In the function mc_control_epsilon_greedy:

        # Find all (state, action) pairs we've visited in this episode
        # We convert each state to a tuple so that we can use it as a dict key
        sa_in_episode = set([(tuple(x[0]), x[1]) for x in episode])
        for state, action in sa_in_episode:
            sa_pair = (state, action)
            # Find the first occurance of the (state, action) pair in the episode
            first_occurence_idx = next(i for i,x in enumerate(episode)
                                       if x[0] == state and x[1] == action)
            # Sum up all rewards since the first occurance
            G = sum([x[2]*(discount_factor**i) for i,x in enumerate(episode[first_occurence_idx:])])
            # Calculate average return for this state over all sampled episodes
            returns_sum[sa_pair] += G
            returns_count[sa_pair] += 1.0
            Q[state][action] = returns_sum[sa_pair] / returns_count[sa_pair]
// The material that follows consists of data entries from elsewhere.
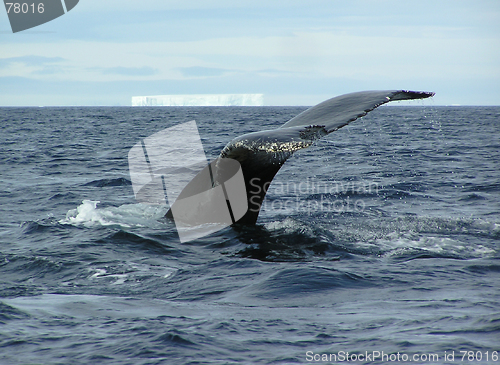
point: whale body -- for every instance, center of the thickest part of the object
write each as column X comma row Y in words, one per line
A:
column 261, row 154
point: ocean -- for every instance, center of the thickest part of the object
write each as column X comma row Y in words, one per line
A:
column 378, row 244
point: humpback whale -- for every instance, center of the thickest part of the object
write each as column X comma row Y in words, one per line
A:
column 261, row 154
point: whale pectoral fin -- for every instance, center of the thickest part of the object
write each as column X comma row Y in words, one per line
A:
column 342, row 110
column 261, row 154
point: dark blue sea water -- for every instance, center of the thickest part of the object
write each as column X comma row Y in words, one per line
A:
column 383, row 238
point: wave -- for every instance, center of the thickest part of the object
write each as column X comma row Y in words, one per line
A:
column 126, row 216
column 401, row 239
column 109, row 182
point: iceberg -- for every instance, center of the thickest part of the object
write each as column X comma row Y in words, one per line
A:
column 200, row 100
        # The policy is improved implicitly by changing the Q dictionary

    return Q, policy

I think a line should be added upon the last line:

            Q[state][action] = returns_sum[sa_pair] / returns_count[sa_pair]

        # The policy is improved implicitly by changing the Q dictionary
        policy = make_epsilon_greedy_policy(Q, epsilon, env.action_space.n)

    return Q, policy

Otherwise the policy will not upgrade.

makaveli10 commented 4 years ago

@Ritz111 No, it'll update. Actually, the policy is updating as Q values are updating because it is fetching the next action according to the current Q values.